I have many Easter themed recipes on my blog, and not surprisingly lots of them feature a lot of chocolate. However, even though they’re a personal favourite, I’ve never made traditional Easter biscuits. These customary cookies are a celebration of Easter time combining a subtle ‘hot cross bun’ spice with pretty decoration or dried fruit. These biscuits lend themselves equally well to the addition of the traditional juicy currants and crunchy caster sugar topping, or the somewhat fancier crispy yet soft cover of pretty pastel hued icing.

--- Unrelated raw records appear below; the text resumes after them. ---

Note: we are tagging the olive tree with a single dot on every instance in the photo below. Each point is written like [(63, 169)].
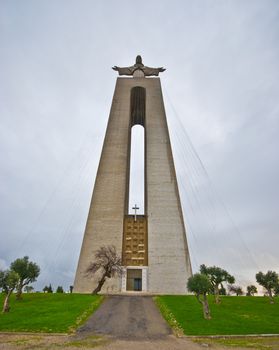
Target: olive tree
[(235, 289), (251, 290), (107, 262), (216, 276), (201, 286), (269, 281), (8, 282), (28, 272)]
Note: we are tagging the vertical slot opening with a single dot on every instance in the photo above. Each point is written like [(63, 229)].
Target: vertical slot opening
[(137, 183)]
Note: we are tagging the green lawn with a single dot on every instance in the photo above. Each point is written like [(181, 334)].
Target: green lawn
[(54, 313), (235, 315)]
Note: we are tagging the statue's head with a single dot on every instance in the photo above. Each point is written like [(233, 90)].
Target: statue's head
[(138, 60)]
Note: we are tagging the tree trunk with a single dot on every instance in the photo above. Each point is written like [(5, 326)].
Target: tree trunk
[(216, 294), (206, 311), (6, 305), (100, 285), (19, 291), (270, 296)]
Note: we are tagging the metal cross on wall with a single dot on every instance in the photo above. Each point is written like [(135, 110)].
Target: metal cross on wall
[(135, 209)]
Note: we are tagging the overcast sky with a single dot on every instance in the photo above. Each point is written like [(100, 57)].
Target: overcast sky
[(222, 102)]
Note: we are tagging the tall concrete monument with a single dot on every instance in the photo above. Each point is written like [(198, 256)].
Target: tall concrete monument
[(153, 246)]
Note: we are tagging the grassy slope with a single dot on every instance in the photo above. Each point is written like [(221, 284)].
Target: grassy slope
[(235, 315), (41, 312)]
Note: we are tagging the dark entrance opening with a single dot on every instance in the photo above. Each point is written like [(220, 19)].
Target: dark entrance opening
[(134, 279)]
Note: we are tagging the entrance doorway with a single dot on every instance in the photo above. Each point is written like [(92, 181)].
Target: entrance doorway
[(134, 280)]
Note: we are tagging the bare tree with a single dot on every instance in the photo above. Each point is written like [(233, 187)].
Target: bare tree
[(200, 285), (108, 262), (216, 276), (270, 281)]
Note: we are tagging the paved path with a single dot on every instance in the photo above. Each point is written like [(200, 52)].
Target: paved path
[(127, 317)]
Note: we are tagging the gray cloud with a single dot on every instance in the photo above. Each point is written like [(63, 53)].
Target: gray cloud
[(55, 92)]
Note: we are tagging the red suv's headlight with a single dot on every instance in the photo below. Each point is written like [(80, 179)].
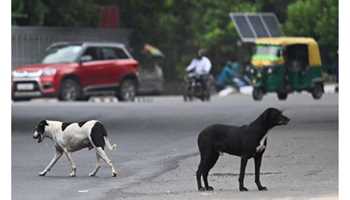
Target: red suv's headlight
[(48, 72)]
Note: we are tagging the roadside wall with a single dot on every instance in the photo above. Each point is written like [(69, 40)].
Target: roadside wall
[(29, 43)]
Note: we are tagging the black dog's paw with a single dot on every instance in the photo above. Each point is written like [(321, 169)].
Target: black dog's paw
[(262, 188), (243, 189), (209, 188)]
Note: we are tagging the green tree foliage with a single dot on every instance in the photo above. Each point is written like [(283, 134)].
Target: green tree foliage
[(317, 19), (55, 13)]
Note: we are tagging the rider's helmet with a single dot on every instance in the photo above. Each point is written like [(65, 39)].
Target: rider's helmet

Serve these to make a nice change from the chocolate overload and everyone will be happy come Easter weekend!

Easter Biscuits

(dairy-free, egg-free, nut-free, soya-free, sesame-free, vegetarian and vegan)

 

makes lots, at least 20 large cookies

300g plain flour

2 tbsps cornflour

1/4 tsp salt

1/4 tsp baking powder

115g vegetable fat (I used Trex)

115g dairy-free margarine (Pure)

225g sugar (either caster or granulated)

1 tsp mixed spice

1 tsp ground cinnamon

60ml dairy-free milk

60g currants (if making fruited variety)

  1. Sift together the flour, cornflour, spices, salt and baking powder.
  2. In another bowl whisk together the fat, spread and sugar until light and fluffy. Add the dairy-free milk and whisk again.
  3. Add the flour mix and carefully combine. Stir in the currants if using.
  4. Roll out and cut out shapes with cookie cutters. Place on a lined baking sheet and bake at 180 degrees for 10-12 minutes, or until lightly golden round the edges
  5. Cool on the sheet before moving to a wire rack.
  6. if making the fruity variety, sprinkle with caster sugar whilst hot.

for the royal icing:

3 tbsps aquafaba (water from a tin of beans or chickpeas)

1/4 tsp cream of tartar

3 cups icing sugar

1/2 tsp vanilla extract

dairy-free milk to thin the icing

food colouring as desired

  1. In a stand mixer, or an electric whisk, whisk together all the ingredients until a smooth thick paste is created.
  2. Colour as desired. I split the mixture into two, and then coloured each with natural food colouring.
  3. Thin each colour with a splash of milk to make the icing a good consistency to coat the biscuits (thick, but thin enough to pipe!)
  4. Pipe as desired
  5. Let set but leaving at room temperature for a good few hours. If you dare, return the iced biscuits to the oven for a couple of minutes for a smooth shiny finish and then leave to set.